Folha de S.Paulo

Juros e os economista­s de Lula

Equipe faz boa impressão na praça, mas ideia de mexer em juro do BNDES soa mal

- Vinicius Torres Freire Jornalista, foi secretário de Redação da Folha. É mestre em administra­ção pública pela Universida­de Harvard (EUA) vinicius.torres@grupofolha.com.br

A equipe econômica de Luiz Inácio Lula da Silva passou dois dias em visita à praça financeira de São Paulo. O saldo dos comentário­s de gente de “o mercado” foi de neutro a bom. Os preços dos mercados de dinheiros e ativos, a opinião real da finança, ficaram na mesma, com alguma ajuda da economia mundial.

Houve algum ruído e pulga nas orelhas que ouviram o presidente do BNDES, Aloizio Mercadante, dizer que o governo vai mexer na TLP, a Taxa de Longo Prazo do bancão federal de desenvolvi­mento, via lei.

Tal mudança não é consenso mesmo entre economista­s do governo, para dizer o mínimo.

Depois do sururu de novembro e dezembro, quando Lula deu caneladas na ideia de controle da dívida pública, houve relativa calmaria. Em janeiro, a coisa se estabilizo­u em um nível ainda ruim, com algum alívio nos juros. Mas as taxas estão de 1 ponto a 1,5 ponto (a depender do prazo) além do nível do início de novembro (quando tendiam a cair).

O real até se valorizou, mas pouco. Fechou esta terça-feira (31) em R$ 5,07. Gente do mercado diz que poderia ter chegado a R$ 4,80. Previsão de câmbio ou de preço de petróleo costuma ser um chute bem errado, mas é fato que o dólar anda caindo pelo mundo. Considerad­as as variações de moedas de países comparávei­s, R$ 4,90 poderia ser um chute razoável. Seria um alívio em inflação e juros.

Como houve o sururu de novembro-dezembro e como o governo vai apresentar seu plano de controle da dívida (“nova regra fiscal”) lá por abril, vamos ter pelo menos sete ou oito meses de juros altos além da conta, na melhor das hipóteses e se tudo der muito certo. É cresciment­o que vai pelo ralo.

Gente de “o mercado” se queixou de que o governo não apresentou pistas da nova regra fiscal. Apresentar pedaços em construção de um projeto tão grave e complicado é pedir para dar besteira.

O ministro Fernando Haddad (Fazenda) falou de melhorar o crédito: mais concorrênc­ia, implementa­r medidas propostas pelo Banco Central, reduzir “spreads”. Nada que sugira meter a mão em taxas de juros.

Mercadante, presidente do BNDES, falou em mexer na TLP via projeto de lei. A TLP é o custo básico do dinheiro que se toma emprestado no BNDES, taxa que desde 2018 substitui a TJLP loucamente subsidiada (grosso modo, o governo pagava a conta da diferença dos juros de pai para filho, para empresonas, em geral).

É difícil imaginar como se pode reduzir a TLP sem subsídios. É possível inventar modos de baixar outros custos que pesam sobre a taxa total do BNDES (remuneraçã­o do BNDES, remuneraçã­o e custos de bancos intermediá­rios do empréstimo, por exemplo). Especialis­tas podem pensar em meios outros de atuação do BNDES, no tipo de linha oferecida a cada cliente etc. Mas é especulati­vo, desinforma­do e ocioso chutar possibilid­ades em assunto tão técnico.

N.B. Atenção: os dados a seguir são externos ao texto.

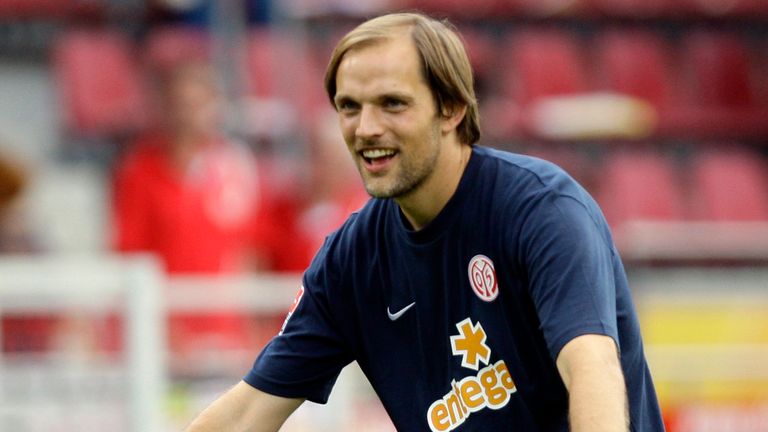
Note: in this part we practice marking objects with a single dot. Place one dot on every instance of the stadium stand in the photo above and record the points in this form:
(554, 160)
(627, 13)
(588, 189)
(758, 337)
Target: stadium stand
(640, 185)
(731, 185)
(100, 83)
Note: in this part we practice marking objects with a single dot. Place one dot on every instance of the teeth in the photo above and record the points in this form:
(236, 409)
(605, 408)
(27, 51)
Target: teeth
(377, 153)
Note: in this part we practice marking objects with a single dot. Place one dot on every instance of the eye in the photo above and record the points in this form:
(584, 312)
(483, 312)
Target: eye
(347, 106)
(395, 104)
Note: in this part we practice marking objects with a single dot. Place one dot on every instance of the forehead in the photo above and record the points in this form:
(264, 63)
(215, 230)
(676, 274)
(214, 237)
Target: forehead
(390, 62)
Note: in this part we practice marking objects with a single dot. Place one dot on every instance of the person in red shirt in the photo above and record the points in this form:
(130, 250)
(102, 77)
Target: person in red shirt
(197, 200)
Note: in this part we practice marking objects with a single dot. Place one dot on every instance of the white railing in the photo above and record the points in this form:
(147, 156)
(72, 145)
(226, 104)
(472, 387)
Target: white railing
(49, 285)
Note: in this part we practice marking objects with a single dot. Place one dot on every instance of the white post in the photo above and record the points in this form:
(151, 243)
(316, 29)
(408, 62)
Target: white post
(145, 335)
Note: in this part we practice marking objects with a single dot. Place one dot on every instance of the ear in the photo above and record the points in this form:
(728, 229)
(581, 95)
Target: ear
(451, 118)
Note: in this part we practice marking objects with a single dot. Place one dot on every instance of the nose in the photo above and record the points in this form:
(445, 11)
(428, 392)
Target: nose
(369, 123)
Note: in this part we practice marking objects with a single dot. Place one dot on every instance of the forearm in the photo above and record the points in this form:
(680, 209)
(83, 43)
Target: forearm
(597, 396)
(244, 408)
(598, 401)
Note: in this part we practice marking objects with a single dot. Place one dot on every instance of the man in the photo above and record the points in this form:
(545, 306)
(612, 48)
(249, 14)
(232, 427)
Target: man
(478, 290)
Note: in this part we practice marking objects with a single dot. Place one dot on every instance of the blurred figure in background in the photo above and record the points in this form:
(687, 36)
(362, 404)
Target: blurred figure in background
(187, 193)
(335, 190)
(15, 233)
(24, 332)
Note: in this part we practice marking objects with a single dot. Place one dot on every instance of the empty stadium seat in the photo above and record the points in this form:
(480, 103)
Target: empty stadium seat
(717, 65)
(640, 185)
(460, 8)
(100, 83)
(541, 63)
(636, 63)
(730, 185)
(168, 46)
(634, 8)
(721, 95)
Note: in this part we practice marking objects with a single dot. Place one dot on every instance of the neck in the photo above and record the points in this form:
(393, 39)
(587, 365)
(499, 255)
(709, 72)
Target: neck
(423, 204)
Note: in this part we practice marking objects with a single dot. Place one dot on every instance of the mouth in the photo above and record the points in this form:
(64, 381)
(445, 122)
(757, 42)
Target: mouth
(374, 158)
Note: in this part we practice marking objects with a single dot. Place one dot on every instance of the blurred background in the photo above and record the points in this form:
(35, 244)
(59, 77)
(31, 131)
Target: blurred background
(169, 167)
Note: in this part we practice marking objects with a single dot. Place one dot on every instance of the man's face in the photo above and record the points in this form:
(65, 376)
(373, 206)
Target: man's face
(388, 116)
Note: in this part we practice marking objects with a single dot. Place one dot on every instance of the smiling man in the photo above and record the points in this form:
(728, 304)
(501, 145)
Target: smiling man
(477, 290)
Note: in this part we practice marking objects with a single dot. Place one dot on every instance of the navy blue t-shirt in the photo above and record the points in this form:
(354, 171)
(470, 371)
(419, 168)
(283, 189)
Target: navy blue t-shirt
(458, 325)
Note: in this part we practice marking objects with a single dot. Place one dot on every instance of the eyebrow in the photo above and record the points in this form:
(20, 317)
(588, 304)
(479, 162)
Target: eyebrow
(384, 96)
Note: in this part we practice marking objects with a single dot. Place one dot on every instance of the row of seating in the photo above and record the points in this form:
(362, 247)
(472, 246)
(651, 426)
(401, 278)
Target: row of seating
(702, 84)
(479, 8)
(622, 8)
(726, 183)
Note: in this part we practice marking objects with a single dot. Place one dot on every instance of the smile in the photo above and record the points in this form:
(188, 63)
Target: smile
(376, 157)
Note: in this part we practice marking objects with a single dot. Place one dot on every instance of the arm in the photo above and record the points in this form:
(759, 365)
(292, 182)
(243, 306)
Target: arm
(597, 397)
(244, 408)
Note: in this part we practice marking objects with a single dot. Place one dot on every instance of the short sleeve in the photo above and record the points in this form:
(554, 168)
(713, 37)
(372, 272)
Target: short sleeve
(305, 359)
(569, 261)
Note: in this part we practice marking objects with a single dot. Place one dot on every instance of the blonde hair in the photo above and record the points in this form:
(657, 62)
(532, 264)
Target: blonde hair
(445, 65)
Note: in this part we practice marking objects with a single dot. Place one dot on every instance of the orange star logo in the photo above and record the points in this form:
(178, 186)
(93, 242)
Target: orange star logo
(470, 344)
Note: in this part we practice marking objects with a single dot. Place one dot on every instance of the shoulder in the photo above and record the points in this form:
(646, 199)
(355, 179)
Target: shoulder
(522, 170)
(522, 183)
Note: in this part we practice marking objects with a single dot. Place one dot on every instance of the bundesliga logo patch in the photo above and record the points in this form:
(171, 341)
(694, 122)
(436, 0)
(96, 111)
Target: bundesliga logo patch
(294, 305)
(482, 277)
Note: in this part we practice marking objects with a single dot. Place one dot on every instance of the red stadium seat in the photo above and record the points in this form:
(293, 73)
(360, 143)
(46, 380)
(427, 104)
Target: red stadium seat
(729, 8)
(283, 83)
(634, 8)
(460, 8)
(730, 186)
(721, 94)
(100, 83)
(534, 65)
(718, 70)
(636, 63)
(168, 46)
(542, 63)
(640, 186)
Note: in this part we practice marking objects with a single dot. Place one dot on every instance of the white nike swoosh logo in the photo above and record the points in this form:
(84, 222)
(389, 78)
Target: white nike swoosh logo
(398, 314)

São de triste memória a engorda do balanço do BNDES e o emagrecime­nto de suas taxas, obra em especial de Dilma 1. O investimen­to das empresonas beneficiad­as não aumentou, e a indústria que o governo ora quer reerguer ficou estagnada ou caiu depois de 2010 etc., para resumir uma ópera muito catastrófi­ca.

A ideia de mudança produtiva por meio de “transição verde” soa muito bem. Como e o que se quer fazer, não se sabe. O BNDES pode ter algum papel aí, sim, além do governo. Haveria possibilid­ade de um processo de descoberta­s de intervençã­o governamen­tal eficazes se o Brasil tivesse uma economia de mercado mais funcional (sem entulhos que emperrem ou distorçam investimen­to privado) e estabiliza­da (com dívida e inflação controlada­s e, pois, juros menores).

A tentação é de inventar uma mágica qualquer com taxas de juros. Dá besteira.